Tout le monde connaît le nom de Ramsès II. Le « pharaon bâtisseur » a laissé une trace indélébile dans l’Histoire à travers des constructions incroyables, le temple d’Abou Simbel en tête. Mais pour les Egyptiens de l’époque, sa grandeur ne repose pas exclusivement sur des édifices. Non, sa divinité provient d’un événement clé de son règne : la bataille de Qadesh. Considérée comme la première grande guerre de l’Antiquité, elle permit au pharaon d’acquérir une notoriété jamais vue auparavant. Pourtant, ses exploits militaires sont aujourd’hui contestés, voire perçus comme une propagande orchestrée par le pouvoir…
La revanche de Ramsès II
Le règne du pharaon fut l’un des plus longs de l’histoire égyptienne, s’étendant de 1279 à 1213 avant J.-C. Comme d’autres figures de l’Antiquité, il était vénéré par son peuple et craint par ses ennemis. Formé à l’art de la guerre dès son plus jeune âge, il fut nommé chef des armées à 10 ans par son père et souverain, Séthi 1er. Illustre pharaon ayant grandement participé au rayonnement économique et culturel de l’Egypte, il fut le premier à arracher Qadesh aux Hittites, un peuple d’Asie mineure. Mais, alors qu’il retournait sur ses terres, la cité fut reprise presque aussitôt par l’adversaire. Lorsque Ramsès II décide de reprendre Qadesh après cinq années de règne, l’objectif est double : laver l’honneur de son père, et graver sa légende pour l’éternité.
La bataille de Qadesh
Hittites et Egyptiens revendiquent tous deux le royaume d’Amurru, en actuelle Syrie. À la frontière se situe Qadesh, ville lourdement fortifiée dans la vallée du fleuve Oronte. Une position hautement stratégique donc, convoitée par les deux empires. Le roi Muwatalli, à la tête des Hittites, n’entend pas laisser tomber la cité si facilement. Il envoie ses espions désinformer les troupes adverses, soufflant aux Egyptiens que leur victoire est assurée, l’autre camp hésitant à prendre les armes.

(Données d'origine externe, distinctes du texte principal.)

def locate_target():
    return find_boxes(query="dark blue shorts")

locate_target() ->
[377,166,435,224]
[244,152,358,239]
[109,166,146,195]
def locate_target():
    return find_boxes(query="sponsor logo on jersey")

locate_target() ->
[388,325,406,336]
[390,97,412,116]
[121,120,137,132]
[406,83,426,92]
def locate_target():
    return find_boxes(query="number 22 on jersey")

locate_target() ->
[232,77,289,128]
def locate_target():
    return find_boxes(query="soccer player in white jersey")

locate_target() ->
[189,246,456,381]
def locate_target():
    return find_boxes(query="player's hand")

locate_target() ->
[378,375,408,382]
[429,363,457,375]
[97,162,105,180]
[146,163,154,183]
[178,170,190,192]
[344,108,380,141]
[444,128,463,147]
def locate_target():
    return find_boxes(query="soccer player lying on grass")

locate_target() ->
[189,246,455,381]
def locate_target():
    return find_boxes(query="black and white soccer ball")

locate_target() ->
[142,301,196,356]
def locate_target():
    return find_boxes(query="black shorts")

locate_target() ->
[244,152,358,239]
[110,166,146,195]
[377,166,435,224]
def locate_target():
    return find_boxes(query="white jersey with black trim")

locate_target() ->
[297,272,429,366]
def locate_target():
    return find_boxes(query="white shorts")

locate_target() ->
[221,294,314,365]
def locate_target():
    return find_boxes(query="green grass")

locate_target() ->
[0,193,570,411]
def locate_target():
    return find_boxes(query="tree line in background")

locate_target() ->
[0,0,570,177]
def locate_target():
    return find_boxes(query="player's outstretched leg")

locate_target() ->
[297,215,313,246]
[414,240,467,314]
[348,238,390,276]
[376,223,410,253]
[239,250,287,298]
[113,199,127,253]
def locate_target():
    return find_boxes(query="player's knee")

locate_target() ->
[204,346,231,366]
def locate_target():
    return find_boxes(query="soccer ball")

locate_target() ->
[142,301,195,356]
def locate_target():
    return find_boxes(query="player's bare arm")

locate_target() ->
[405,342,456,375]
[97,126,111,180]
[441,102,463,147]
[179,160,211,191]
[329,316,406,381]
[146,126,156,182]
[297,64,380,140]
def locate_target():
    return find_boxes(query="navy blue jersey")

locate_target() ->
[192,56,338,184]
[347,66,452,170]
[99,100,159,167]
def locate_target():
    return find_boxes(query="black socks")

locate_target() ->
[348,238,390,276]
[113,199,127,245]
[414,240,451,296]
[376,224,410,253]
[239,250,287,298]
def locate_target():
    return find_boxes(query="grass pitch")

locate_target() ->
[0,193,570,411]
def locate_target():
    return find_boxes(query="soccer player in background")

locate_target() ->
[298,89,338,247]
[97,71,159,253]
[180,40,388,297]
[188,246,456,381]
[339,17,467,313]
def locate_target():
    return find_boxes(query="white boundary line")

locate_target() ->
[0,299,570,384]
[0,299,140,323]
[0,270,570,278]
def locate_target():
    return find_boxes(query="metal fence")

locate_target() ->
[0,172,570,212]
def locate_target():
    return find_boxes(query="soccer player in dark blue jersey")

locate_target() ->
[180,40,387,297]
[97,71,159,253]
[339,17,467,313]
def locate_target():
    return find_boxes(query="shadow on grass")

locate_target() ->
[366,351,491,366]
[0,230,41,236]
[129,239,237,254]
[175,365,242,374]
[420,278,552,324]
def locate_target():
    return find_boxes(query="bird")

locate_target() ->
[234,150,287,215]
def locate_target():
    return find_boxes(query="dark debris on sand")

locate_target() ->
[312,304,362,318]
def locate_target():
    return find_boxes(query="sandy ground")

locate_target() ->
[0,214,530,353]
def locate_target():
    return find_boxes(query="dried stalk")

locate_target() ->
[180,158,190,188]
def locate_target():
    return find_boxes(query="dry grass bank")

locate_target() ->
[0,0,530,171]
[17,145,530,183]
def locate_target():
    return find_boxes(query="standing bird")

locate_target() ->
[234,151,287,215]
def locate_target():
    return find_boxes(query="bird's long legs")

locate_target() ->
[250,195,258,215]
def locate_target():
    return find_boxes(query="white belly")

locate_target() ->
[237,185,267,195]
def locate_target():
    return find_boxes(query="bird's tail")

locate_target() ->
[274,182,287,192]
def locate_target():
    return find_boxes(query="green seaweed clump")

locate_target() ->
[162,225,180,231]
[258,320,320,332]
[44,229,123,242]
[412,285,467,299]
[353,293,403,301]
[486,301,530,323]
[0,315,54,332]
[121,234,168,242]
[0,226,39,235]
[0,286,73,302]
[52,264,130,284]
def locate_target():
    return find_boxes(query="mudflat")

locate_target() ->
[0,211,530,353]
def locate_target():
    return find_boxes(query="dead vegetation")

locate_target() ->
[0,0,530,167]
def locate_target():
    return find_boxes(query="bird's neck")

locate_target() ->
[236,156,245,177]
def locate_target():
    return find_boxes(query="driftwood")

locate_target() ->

Après un mois de marche, l’armée du pharaon arrive finalement en bordure de Qadesh au mois de mai 1274 avant J.-C. Ramsès II, confiant d’inspirer la peur à ses ennemis et se croyant en sécurité, ordonne de s’arrêter afin de récupérer. Mais alors que les soldats se reposent, Muwatalli et un bataillon de 2500 chars hittites attaquent par surprise. Désemparés, les Egyptiens tentent de résister, mais les troupes adverses fondent vers les tentes royales.

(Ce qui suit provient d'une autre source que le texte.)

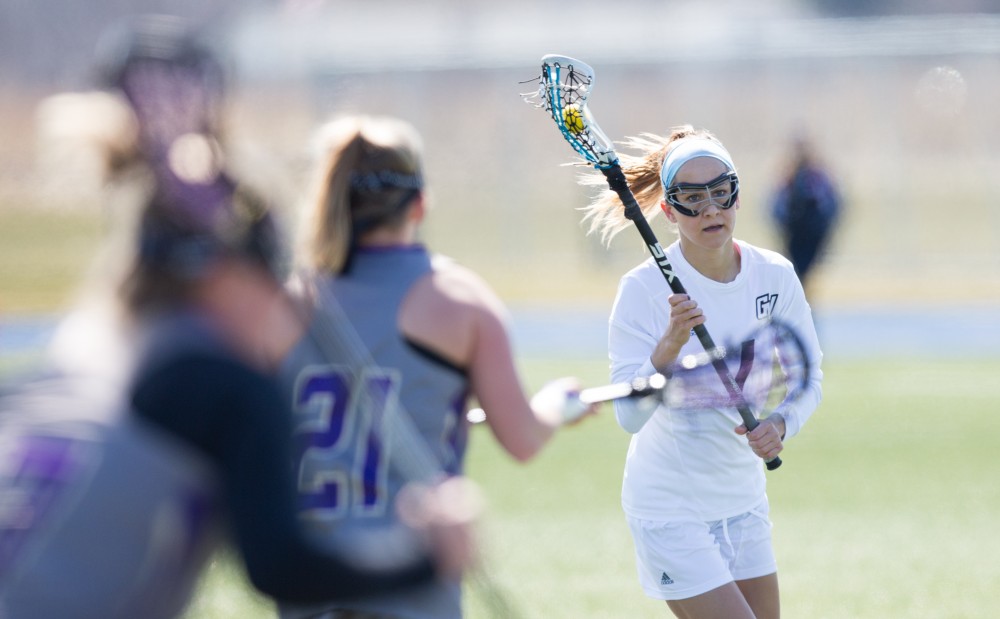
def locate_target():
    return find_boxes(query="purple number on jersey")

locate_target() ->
[293,366,399,518]
[0,436,87,580]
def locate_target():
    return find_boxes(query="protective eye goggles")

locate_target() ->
[665,172,740,217]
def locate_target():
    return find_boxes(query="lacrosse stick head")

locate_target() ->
[524,54,618,169]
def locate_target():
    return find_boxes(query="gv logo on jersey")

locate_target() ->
[756,292,778,320]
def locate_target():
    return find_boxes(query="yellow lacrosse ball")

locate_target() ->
[563,103,583,133]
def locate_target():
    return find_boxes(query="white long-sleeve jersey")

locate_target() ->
[608,241,823,521]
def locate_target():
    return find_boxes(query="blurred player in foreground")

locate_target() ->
[771,135,842,300]
[0,14,474,619]
[588,126,822,619]
[282,116,594,619]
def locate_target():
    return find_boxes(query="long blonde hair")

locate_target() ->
[580,125,719,245]
[299,116,423,273]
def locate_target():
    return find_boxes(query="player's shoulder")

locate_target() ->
[736,241,794,271]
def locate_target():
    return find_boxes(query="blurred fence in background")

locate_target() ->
[0,2,1000,320]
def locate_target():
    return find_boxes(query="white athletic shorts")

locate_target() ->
[626,498,778,600]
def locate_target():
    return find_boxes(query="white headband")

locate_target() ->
[660,138,736,189]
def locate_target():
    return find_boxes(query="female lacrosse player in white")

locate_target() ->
[586,126,822,619]
[282,117,592,619]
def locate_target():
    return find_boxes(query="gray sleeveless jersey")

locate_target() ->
[0,377,218,619]
[281,246,468,619]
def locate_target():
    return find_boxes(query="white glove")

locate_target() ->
[531,378,590,424]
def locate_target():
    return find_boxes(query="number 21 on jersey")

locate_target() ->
[293,365,400,520]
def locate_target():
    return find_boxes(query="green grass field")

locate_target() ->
[182,359,1000,619]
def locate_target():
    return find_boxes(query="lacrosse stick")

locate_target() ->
[580,320,809,411]
[469,320,810,432]
[525,54,781,470]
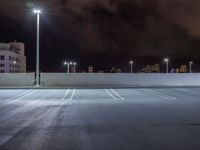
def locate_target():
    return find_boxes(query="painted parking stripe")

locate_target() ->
[111,89,125,100]
[105,89,125,100]
[141,89,169,100]
[105,89,117,100]
[6,89,33,101]
[6,90,37,101]
[62,89,69,100]
[147,89,176,100]
[70,89,76,100]
[63,89,76,100]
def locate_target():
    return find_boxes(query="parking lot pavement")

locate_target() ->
[0,88,200,150]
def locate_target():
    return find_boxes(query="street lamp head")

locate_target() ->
[164,58,169,62]
[129,60,133,64]
[64,61,67,65]
[33,9,41,14]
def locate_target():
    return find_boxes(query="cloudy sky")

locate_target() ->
[0,0,200,69]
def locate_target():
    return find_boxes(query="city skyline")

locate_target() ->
[0,0,200,72]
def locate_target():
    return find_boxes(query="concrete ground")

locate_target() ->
[0,88,200,150]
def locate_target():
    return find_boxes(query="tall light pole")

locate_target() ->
[13,61,17,73]
[33,9,41,86]
[189,61,193,73]
[73,62,77,73]
[164,58,169,73]
[64,61,73,74]
[129,60,133,73]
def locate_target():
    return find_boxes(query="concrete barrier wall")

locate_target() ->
[0,73,34,87]
[41,73,200,87]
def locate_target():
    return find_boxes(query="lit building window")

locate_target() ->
[0,55,5,60]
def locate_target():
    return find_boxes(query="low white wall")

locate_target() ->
[41,73,200,87]
[0,73,34,87]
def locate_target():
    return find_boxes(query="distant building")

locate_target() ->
[141,64,160,73]
[88,65,94,73]
[0,41,26,73]
[180,65,188,73]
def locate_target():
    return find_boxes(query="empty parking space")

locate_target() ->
[0,88,200,150]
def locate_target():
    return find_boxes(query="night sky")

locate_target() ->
[0,0,200,72]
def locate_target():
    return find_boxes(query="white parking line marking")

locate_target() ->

La légende débute alors. Ramsès II, entouré d’Hittites, voyant ses alliés périrent les uns après les autres, se jette seul dans la bataille. Il enfourche le char le plus proche, attrape un arc et perce les troupes adverses, renversant une situation désespérée. Comme protégé par les dieux, sa hargne va encourager ses troupes à combattre jusqu’au bout. Cet acte héroïque va faire l’objet d’un bas-relief célèbre, les récits vont se multiplier. Le constat est évident : Ramsès II est un dieu parmi les hommes. Auréolé de gloire, son retour en Egypte le propulse au rang du pharaon suprême, adulé de tous. Mais cette version, fantasmée est aujourd’hui critiquée par les historiens. Si les sources Hittites ne sont pas légion, des documents permettent tout de même de remettre en cause l’exploit militaire de Ramsès II.
Papyrus et propagande
Le conflit ainsi que son courage légendaire sont relatés dans le poème de Pentaour, écrit par… Son propre scribe. Comme le dit l’adage, « L’Histoire est écrite par les vainqueurs ». Ce qui laisse penser que la bataille de Qadesh est davantage une victoire personnelle que militaire. Deux raisons à cela.

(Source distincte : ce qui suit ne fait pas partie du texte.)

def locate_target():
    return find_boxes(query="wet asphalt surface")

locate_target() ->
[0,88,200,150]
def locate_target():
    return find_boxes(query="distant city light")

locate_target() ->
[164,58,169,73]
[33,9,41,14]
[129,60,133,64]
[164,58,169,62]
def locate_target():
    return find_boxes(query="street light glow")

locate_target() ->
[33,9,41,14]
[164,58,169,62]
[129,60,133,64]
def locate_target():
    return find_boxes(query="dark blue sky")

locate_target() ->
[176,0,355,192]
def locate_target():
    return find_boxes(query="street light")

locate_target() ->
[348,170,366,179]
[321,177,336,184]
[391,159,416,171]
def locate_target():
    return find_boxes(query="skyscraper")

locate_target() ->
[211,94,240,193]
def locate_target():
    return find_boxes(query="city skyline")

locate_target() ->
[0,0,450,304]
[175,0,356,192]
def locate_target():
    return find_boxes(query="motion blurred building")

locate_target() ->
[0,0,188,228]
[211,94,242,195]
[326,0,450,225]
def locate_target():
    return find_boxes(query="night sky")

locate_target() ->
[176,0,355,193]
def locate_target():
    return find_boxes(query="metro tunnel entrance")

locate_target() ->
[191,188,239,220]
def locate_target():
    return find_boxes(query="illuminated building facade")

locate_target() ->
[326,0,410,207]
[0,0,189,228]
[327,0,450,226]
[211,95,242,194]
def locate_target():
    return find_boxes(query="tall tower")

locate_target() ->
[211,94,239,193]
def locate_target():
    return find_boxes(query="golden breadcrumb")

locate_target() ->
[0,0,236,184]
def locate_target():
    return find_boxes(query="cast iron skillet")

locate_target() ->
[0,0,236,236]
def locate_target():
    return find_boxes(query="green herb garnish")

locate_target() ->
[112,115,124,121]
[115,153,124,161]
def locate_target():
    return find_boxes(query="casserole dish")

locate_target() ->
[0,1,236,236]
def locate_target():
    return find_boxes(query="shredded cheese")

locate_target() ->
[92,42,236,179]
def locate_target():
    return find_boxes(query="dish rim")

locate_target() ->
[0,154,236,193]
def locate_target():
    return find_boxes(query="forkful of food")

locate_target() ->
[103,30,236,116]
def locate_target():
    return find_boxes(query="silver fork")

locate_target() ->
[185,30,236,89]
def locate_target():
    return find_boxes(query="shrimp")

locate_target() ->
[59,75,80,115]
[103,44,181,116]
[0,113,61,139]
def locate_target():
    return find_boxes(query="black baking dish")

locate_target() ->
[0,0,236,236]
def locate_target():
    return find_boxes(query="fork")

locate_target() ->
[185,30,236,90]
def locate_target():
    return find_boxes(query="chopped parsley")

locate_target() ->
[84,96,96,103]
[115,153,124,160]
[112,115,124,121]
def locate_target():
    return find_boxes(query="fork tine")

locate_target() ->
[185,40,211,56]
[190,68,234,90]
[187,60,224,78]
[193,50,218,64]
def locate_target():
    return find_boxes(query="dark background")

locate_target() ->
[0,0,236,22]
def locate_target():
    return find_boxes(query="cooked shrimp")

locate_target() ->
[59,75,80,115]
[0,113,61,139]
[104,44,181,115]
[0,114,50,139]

L’œil d’Horus ou des généraux ?
D’abord, car le conflit ne s’est pas déroulé comme relaté dans les textes officiels. L’affrontement fut un bain de sang terrible, à tel point qu’un cessé le feu suivi d’une trêve ont été déclarés le soir même, afin d’éviter un nouveau massacre. Plus encore, le pharaon était dans une posture calamiteuse, qui aurait pu lui coûter la vie. En vérité, son salut vint des stratèges militaires égyptiens qui avaient anticipé la menace d’une embuscade, envoyant une division de char à Qadesh par la mer. Bien malins furent-ils, puisque ces renforts obligèrent les forces de Muwatalli à battre en retraite vers le fleuve Oronte. Ramsès II n’a donc pas repoussé à lui seul les troupes adverses, comme l’affirment les récits.
Finalement, huit ans plus tard, Ramsès II s’empare sans difficulté d’une ville de Qadesh en pleine crise de succession. Cependant, alors qu’il aurait pu réduire le royaume Hittite en poussière, il confectionna le premier pacte de paix connu. Ainsi, la prise de la cité fut d’abord un échec cuisant, puis une formalité n’opposant aucune résistance.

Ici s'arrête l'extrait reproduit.